Archivists must create, manage and use preservation metadata in order to administer and maintain access to authentic digital archives, their context and provenance over the long-term. The mechanisms needed to realise these concepts must change in the digital environment, where archives are both technology dependent, interdependent and easily mutable. Paradigm assumes that a repository with a remit to preserve personal digital archives for historical research means to preserve the integrity of the Intellectual Entities in the digital archive and their inter-relationships, not simply an arbitrary collection of digital files and folders placed at the repository.

Intellectual Entities are the conceptual items that will be described by archivists and accessed by researchers. An example of an Intellectual Entity is 'the personal website of politician X, 26 January 2007'. This website consists of a precisely arranged series of interrelated files and folders, which together produce a Representation of the website. It would be possible to preserve the files that compose the website without preserving their relationships, but doing so would make it near impossible to recreate a Representation of the Intellectual Entity (the website) for researcher access. To preserve meaningful access to digital archives, we must therefore do more than preserve files.

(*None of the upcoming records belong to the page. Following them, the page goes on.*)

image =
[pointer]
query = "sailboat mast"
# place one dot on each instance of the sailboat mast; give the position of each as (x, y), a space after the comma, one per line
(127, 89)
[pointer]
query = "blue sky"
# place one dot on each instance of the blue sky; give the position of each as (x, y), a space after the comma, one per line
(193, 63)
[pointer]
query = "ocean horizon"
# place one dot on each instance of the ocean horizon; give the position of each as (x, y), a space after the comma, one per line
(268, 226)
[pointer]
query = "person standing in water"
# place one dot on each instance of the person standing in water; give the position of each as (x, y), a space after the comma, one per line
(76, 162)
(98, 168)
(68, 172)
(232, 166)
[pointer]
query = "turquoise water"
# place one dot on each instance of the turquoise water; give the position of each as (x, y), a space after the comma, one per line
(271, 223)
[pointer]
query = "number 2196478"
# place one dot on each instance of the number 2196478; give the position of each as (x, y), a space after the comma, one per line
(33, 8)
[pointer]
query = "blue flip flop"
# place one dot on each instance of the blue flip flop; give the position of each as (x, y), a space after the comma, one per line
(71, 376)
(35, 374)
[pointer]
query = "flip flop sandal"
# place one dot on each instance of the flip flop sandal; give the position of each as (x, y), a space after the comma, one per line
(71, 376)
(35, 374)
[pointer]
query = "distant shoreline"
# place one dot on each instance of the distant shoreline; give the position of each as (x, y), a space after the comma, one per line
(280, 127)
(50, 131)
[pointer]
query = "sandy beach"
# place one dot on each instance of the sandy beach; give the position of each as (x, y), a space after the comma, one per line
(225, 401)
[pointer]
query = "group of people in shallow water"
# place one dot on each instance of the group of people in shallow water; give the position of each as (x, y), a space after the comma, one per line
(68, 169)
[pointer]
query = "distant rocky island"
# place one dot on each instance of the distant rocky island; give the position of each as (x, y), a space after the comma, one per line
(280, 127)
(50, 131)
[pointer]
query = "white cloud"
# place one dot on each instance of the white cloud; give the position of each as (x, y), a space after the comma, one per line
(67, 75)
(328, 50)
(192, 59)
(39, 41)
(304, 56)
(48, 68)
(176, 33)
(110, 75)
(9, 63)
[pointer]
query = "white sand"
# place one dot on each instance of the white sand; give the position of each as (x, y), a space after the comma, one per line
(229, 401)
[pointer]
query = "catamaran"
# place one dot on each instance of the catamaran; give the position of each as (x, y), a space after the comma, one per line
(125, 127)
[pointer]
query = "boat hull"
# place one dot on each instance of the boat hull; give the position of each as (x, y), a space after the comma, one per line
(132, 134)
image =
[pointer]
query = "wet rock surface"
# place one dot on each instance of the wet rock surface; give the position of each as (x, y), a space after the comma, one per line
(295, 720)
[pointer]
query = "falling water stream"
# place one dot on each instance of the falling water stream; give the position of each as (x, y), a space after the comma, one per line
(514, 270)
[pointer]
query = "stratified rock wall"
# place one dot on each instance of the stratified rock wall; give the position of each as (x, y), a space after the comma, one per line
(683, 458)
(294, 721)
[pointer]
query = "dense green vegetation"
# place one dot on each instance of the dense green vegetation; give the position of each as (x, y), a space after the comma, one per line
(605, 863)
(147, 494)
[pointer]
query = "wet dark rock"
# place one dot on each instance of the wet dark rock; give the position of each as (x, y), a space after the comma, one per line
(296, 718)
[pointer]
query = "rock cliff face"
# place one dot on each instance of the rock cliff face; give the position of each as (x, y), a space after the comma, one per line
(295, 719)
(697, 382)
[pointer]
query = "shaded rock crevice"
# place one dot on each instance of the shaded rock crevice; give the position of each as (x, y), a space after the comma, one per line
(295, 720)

In the digital environment, Intellectual Entities may acquire several Representations over time as a result of preservation actions: if a file format migration is adopted as a preservation strategy, then each time a File belonging to a Representation is migrated, a new Representation of the Intellectual Entity to which it belonged is created (see Adding persistent identifiers: when to identify? and Migration).

This illustration shows the relationships between an Intellectual Entity, its Representations and the Files that belong to those Representations:

Figure 9: Intellectual Entity, Representations and Files

It is an authentic Representation of the personal website (Intellectual Entity) and its relationship to other Intellectual Entities in the personal archive that the repository wishes to preserve. In order to preserve the personal website, its constituent files must be preserved and metadata about their structure must be created and stored at the Representation level. If one or more of the group of files that constitutes the original Representation must be format-shifted in order to preserve access to the Intellectual Entity, then a new Representation of the same Intellectual Entity is created. In this example, the repository does not support the DJVU image format and has elected to migrate this File to JPEG2000 format, thus creating a new Representation of the personal website. In this way, the ability to reconstruct the Intellectual Entity (and the relationships between the original and subsequent Representations of the Intellectual Entity) is maintained as technology changes. The relationship between the personal website and the other Intellectual Entities in the personal archive is not illustrated here, but must be captured in a METS structure map detailing the intellectual arrangement of the archive and held with metadata applicable to the collection level.

This model of Intellectual Entities, Representations and Files derives from the PREMIS Data Dictionary for Preservation Metadata 1.0, which will be described in more detail below.